Quantificar a distribuição heterogênea de uma proteína sináptica no cérebro do rato utilizando imunofluorescência

Comunicação entre os neurônios acontece em sites especializados de contato chamados sinapses. Sinapses contêm uma miríade de diferentes proteínas que orquestrar a transmissão sináptica. Algumas dessas proteínas mostram uma distribuição heterogênea em todo o sistema nervoso e não estão presentes em cada sinapse¹. Um exemplo de tal uma proteína é Munc13, que está envolvida no processo de preparação das vesículas sinápticas. Existem diferentes isoformas de Munc13, que são distribuídas de forma heterogénea ao longo do cérebro², e a presença ou ausência de isoformas específicas pode influenciar a curto prazo plasticidade sináptica e vesícula sináptica dinâmica^{3, 4 , 5}. portanto, é de vital importância para ser capaz de identificar a presença de diferentes proteínas sinápticas em todas as áreas do cérebro.

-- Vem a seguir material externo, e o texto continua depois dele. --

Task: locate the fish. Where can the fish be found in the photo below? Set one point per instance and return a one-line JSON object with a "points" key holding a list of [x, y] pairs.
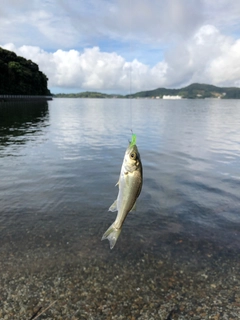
{"points": [[130, 186]]}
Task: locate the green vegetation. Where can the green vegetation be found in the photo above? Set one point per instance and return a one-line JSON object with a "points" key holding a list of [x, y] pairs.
{"points": [[87, 94], [193, 91], [19, 76]]}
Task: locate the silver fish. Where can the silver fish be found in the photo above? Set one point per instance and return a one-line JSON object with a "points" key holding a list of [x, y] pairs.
{"points": [[130, 185]]}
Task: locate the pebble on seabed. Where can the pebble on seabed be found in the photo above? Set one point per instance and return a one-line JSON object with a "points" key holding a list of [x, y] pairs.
{"points": [[120, 285]]}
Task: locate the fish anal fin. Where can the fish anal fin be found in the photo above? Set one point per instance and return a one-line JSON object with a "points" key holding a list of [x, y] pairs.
{"points": [[113, 207], [134, 208], [112, 235]]}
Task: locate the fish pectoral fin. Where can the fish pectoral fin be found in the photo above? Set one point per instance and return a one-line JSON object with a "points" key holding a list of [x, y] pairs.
{"points": [[134, 208], [113, 207]]}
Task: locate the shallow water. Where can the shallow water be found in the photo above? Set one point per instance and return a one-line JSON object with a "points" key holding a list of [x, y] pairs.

Os métodos de escolha para quantificação de proteínas sinápticas - até agora - são espectrometria de massa e mancha ocidental, ao invés de immunohistochemistry^6,7,8,9. Em alguns casos, vários métodos são usados para se complementam para avaliar tanto a quantidade e a localização de proteínas específicas (ou seja, Wilhelm et al . ¹⁰). o método descrevemos aqui permite a localização e quantificação de proteínas de interesse sem a necessidade de usar qualquer método bioquímico, simplesmente empregando colorações de imunofluorescência. Outra vantagem aqui é que a quantificação pode ser feita sobre áreas muito menores e, portanto, mais específicos, do que aqueles obtidos por outros métodos. No entanto, é preciso levar em consideração que uma proteína de referência confiável é necessária para avaliar a distribuição da proteína de interesse.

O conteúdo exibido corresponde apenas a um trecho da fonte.